Every week we meet a team with the same story. Someone technical spent a weekend with Claude and built something genuinely useful — a tool that drafts replies, extracts data, answers questions over their documents. It works. They demo it. Everyone is excited. And then it sits there, never quite making it into the hands of real users.
The reason is almost never the idea. It is the distance between a prototype and a production system — a distance that is invisible until you try to cross it.
A prototype answers one question
A prototype exists to prove that something is possible. It runs on good inputs, with one patient user, in a context where a wrong answer costs nothing. Under those conditions, modern models are remarkable, and a weekend of work can feel like magic.
Production asks a different question entirely: will this hold up when it matters? That question has many parts, and a prototype answers none of them.
The demo proves it can work. Production proves it can be trusted.
What production actually requires
Real users send inputs you never imagined. Volume arrives in bursts. Costs accumulate in ways nobody modelled. And the question that decides whether anyone trusts the system — what happens when it is wrong? — has to have a real answer, not a shrug.

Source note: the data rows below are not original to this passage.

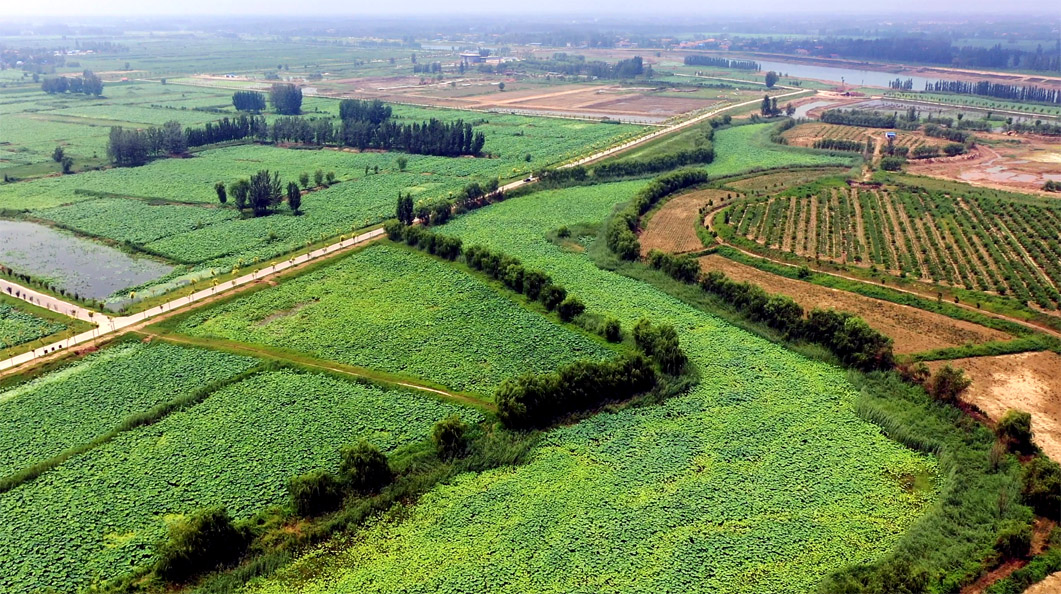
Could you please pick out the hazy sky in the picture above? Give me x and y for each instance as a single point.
(352, 7)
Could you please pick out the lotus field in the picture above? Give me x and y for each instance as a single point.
(99, 514)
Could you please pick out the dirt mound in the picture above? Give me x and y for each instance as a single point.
(1028, 382)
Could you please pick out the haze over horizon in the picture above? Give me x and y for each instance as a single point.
(606, 9)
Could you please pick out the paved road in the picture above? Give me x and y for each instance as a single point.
(110, 325)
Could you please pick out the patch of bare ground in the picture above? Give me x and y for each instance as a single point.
(1028, 382)
(912, 330)
(673, 227)
(1040, 533)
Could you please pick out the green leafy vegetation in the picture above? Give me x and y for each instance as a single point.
(440, 322)
(102, 512)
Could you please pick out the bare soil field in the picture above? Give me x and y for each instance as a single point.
(1029, 382)
(806, 135)
(673, 227)
(782, 179)
(912, 330)
(1024, 163)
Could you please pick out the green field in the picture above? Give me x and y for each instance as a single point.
(762, 477)
(100, 513)
(741, 149)
(67, 408)
(169, 208)
(400, 311)
(18, 326)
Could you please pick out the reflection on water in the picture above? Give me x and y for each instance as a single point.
(90, 269)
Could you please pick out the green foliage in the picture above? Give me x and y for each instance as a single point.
(364, 468)
(440, 324)
(18, 327)
(315, 492)
(69, 407)
(1014, 427)
(450, 436)
(103, 510)
(1042, 486)
(198, 543)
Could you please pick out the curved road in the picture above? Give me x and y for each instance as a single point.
(111, 325)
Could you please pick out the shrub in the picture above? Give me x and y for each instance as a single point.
(611, 330)
(1042, 486)
(1014, 539)
(315, 492)
(202, 542)
(450, 436)
(948, 384)
(364, 468)
(570, 309)
(1014, 427)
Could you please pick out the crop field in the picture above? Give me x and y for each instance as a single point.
(169, 208)
(981, 241)
(673, 227)
(761, 476)
(438, 322)
(70, 407)
(100, 513)
(18, 326)
(748, 147)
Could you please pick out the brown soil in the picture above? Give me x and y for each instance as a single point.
(1025, 163)
(1028, 382)
(673, 228)
(1049, 586)
(912, 330)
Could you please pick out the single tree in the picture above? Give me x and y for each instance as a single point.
(294, 196)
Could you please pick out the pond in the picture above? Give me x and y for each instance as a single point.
(77, 265)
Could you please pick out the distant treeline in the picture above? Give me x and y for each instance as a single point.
(87, 84)
(699, 59)
(985, 88)
(919, 50)
(576, 65)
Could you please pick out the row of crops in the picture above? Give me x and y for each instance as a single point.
(101, 512)
(978, 242)
(19, 327)
(762, 476)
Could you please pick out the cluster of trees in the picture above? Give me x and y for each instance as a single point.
(862, 118)
(533, 401)
(86, 84)
(698, 59)
(433, 137)
(248, 101)
(950, 134)
(262, 193)
(846, 335)
(1037, 127)
(287, 99)
(621, 234)
(839, 144)
(133, 147)
(227, 129)
(1013, 92)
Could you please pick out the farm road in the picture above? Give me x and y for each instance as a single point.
(111, 325)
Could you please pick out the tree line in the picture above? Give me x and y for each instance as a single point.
(700, 59)
(88, 83)
(985, 88)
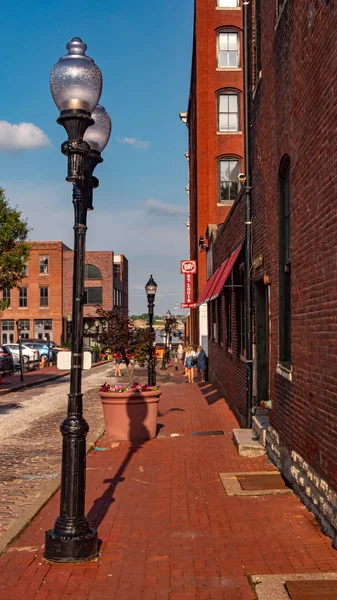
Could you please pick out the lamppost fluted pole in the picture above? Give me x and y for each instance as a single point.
(151, 288)
(76, 85)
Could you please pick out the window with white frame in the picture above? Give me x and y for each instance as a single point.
(44, 265)
(229, 169)
(227, 3)
(228, 49)
(6, 296)
(23, 297)
(228, 111)
(44, 296)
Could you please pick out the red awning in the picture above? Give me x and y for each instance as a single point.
(204, 294)
(225, 269)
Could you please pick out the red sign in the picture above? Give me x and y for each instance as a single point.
(188, 266)
(189, 288)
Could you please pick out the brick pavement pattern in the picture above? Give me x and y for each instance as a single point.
(168, 530)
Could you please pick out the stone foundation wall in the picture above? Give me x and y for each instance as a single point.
(313, 491)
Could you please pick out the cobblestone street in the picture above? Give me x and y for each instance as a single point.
(30, 448)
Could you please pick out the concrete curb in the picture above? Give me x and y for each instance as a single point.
(22, 522)
(29, 384)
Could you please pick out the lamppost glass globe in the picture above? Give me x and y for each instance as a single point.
(75, 80)
(97, 136)
(151, 287)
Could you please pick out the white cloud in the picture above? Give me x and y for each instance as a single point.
(134, 142)
(151, 244)
(24, 136)
(156, 207)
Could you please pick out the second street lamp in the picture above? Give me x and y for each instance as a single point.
(166, 335)
(76, 86)
(151, 288)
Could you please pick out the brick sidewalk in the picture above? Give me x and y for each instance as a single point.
(168, 529)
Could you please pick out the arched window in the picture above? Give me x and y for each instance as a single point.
(227, 3)
(228, 49)
(229, 169)
(284, 262)
(228, 111)
(92, 272)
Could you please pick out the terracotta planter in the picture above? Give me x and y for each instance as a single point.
(130, 416)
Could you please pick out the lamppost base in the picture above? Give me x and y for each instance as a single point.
(70, 549)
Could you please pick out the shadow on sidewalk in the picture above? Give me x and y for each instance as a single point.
(101, 505)
(211, 395)
(133, 419)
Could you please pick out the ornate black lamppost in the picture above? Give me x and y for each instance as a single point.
(76, 85)
(166, 347)
(69, 319)
(151, 288)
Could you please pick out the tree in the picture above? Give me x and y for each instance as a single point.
(123, 337)
(14, 248)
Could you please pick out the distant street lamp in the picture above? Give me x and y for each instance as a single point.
(166, 334)
(76, 86)
(19, 326)
(151, 288)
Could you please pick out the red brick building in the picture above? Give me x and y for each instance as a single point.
(38, 302)
(294, 258)
(43, 301)
(215, 130)
(294, 196)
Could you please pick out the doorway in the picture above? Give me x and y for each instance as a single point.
(262, 340)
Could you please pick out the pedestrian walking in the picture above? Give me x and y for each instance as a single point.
(118, 360)
(190, 363)
(201, 363)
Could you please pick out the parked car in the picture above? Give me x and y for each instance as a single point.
(6, 361)
(52, 344)
(29, 355)
(42, 348)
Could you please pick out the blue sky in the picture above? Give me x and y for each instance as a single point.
(144, 52)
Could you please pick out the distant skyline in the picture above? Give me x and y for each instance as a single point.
(144, 53)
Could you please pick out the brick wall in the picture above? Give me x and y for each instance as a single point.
(205, 144)
(35, 280)
(227, 369)
(294, 112)
(104, 262)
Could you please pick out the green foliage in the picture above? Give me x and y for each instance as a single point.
(14, 249)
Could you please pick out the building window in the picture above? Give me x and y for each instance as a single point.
(214, 327)
(23, 297)
(93, 295)
(256, 61)
(228, 3)
(229, 169)
(43, 328)
(229, 329)
(44, 296)
(284, 262)
(44, 265)
(228, 111)
(228, 49)
(6, 297)
(220, 328)
(118, 271)
(7, 328)
(24, 325)
(241, 312)
(92, 272)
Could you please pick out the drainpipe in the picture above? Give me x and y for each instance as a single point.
(248, 216)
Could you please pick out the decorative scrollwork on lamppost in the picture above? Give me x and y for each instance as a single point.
(76, 86)
(151, 288)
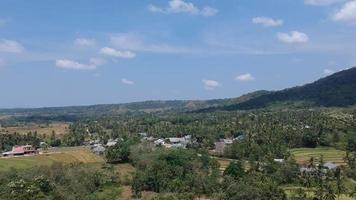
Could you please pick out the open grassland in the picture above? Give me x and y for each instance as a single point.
(62, 155)
(46, 129)
(303, 155)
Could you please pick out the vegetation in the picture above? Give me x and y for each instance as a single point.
(65, 156)
(264, 161)
(77, 181)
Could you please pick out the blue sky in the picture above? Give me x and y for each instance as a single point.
(57, 53)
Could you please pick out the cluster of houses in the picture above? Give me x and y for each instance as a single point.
(328, 166)
(20, 151)
(223, 143)
(99, 148)
(173, 142)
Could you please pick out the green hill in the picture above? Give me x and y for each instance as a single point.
(337, 90)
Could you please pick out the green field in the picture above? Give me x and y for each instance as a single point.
(303, 155)
(62, 155)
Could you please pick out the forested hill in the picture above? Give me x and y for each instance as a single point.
(73, 113)
(338, 90)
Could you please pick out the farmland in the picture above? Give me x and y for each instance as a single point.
(41, 129)
(303, 155)
(62, 155)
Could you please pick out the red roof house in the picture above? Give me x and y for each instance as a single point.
(20, 150)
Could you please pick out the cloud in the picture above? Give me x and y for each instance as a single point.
(245, 77)
(328, 71)
(347, 13)
(97, 61)
(322, 2)
(293, 37)
(116, 53)
(74, 65)
(181, 6)
(127, 82)
(11, 46)
(3, 22)
(210, 84)
(135, 42)
(2, 62)
(267, 21)
(84, 42)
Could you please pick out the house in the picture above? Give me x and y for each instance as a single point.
(142, 134)
(308, 170)
(330, 166)
(159, 142)
(238, 138)
(219, 147)
(180, 142)
(111, 142)
(99, 150)
(227, 141)
(278, 160)
(20, 150)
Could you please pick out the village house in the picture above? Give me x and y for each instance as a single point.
(20, 150)
(111, 142)
(99, 150)
(221, 145)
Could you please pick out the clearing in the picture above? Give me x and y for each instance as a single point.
(63, 155)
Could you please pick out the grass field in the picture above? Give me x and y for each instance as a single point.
(303, 155)
(58, 128)
(63, 155)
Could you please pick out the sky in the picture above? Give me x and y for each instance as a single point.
(83, 52)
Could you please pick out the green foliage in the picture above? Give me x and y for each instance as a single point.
(235, 169)
(176, 170)
(119, 152)
(56, 182)
(251, 187)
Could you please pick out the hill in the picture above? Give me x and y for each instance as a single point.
(73, 113)
(337, 90)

Closing that gap is a discipline: evaluation suites that tell you whether quality is rising or falling, error handling that fails gracefully, observability so you can see what the system is doing, security appropriate to your data, and cost controls that keep the economics sane. None of it is glamorous. All of it is the work.
The good news
You don't throw the prototype away. It is the proof that the idea is worth engineering properly. The job is to build the missing discipline around it — and, done well, to hand you a system your own team understands and runs, rather than a black box that depends on us forever.